Hazon is a nonpartisan charity and does not lobby for legislative change. That said, part of Hazon’s role is to educate its participants on the scientific research regarding the interrelationships between agriculture and climate change so they can take their own actions in the political arena with ample information.
While it is a generalization, it seems as though Jews who reside in the Berkshires stay here in part because they enjoy the sublime beauty of the environment. They do not wish to see this area degraded by the pollution of our air, water, and land. Every day, as I travel through the area, I am still in awe of the power of the landscape and how lucky we are to live here.
Unfortunately, we are confronted by a looming climate crisis, the effects of which could be devastating here and around the world. We now have to figure out what we need to do and what steps, even incremental baby steps, we can take to reduce the overload on the environment. Jonathan Safran Foer, in his latest book, We Are the Weather, recommends eliminating the intake of meat during breakfast and lunch to reduce the demand for animal-based food, since animals are a large source of methane-based air pollution and consume huge amounts of farm resources that could be reallocated to grow food for humans. He also recommends reducing air travel where possible, driving less where possible, and in general being more sensitive to our actions and to recognize how they affect the planet.
At Hazon retreats, I have seen young Jews who are very secularized and uninvolved become turned on by learning how our tradition has interpreted our relationship with the environment. They have also become enthused about their Jewishness by recognizing that there is a growing community of like-minded Jews who care deeply about the environment and are concerned about the potentially cataclysmic damage caused by the climate crisis. As we envision what the Jewish community will look like in twenty years or more, I hope that Hazon can take significant responsibility for building a stronger, environmentally sensitive Jewish community in the Berkshires and beyond that takes the concept of repairing the world quite literally.

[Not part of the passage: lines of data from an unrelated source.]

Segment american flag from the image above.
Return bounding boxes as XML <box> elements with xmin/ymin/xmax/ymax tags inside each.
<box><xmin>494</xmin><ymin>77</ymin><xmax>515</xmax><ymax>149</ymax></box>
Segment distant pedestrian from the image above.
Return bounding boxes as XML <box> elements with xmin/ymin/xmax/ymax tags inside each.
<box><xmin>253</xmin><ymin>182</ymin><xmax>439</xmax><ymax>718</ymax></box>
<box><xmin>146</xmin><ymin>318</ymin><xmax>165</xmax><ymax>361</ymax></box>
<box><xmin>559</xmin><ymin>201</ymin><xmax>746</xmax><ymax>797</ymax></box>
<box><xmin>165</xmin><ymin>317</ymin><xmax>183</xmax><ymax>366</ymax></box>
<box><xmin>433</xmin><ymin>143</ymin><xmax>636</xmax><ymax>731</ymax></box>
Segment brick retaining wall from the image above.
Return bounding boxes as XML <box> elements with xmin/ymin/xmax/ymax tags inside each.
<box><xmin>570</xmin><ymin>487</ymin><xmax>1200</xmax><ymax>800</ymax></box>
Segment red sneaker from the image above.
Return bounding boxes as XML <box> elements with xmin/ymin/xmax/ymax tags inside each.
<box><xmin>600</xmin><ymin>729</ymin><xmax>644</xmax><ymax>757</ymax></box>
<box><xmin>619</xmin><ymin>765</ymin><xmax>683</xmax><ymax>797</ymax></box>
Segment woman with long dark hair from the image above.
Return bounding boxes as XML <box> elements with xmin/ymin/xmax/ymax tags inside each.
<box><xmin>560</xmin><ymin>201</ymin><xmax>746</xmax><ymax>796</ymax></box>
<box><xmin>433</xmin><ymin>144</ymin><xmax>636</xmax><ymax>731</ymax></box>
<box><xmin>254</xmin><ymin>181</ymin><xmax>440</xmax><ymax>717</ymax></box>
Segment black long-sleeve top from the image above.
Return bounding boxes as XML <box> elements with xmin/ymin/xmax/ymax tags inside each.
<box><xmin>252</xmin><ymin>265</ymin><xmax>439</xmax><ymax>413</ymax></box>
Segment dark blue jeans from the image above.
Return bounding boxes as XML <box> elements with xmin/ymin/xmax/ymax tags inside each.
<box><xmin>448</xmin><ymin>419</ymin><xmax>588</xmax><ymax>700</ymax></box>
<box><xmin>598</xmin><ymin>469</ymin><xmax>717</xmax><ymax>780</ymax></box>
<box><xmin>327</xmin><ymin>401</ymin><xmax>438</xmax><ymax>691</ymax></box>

As I arise each morning in the Berkshires, I don’t have to think abstractly about the beautiful environment that I want to help preserve – it is all around me. It motivates and compels me to work hard on its behalf. A friend recently said, “Why focus on the Jews regarding global warming? We’re such a small population! “ But we have a legacy that is embedded throughout our texts that require us to act. We are also leaders in our communities and we can have ripple effects and make an impact. We must galvanize the Jewish communities across the country, each Jew, each Jewish institution, to recognize our role literally to repair the world. The future of the Jewish community and all future generations are relying upon us to do so. As Jonathan Safran Foer writes, “Is there anything more narcissistic than believing the choices you make affect everyone? Only one thing: believing the choices you make affect no one.”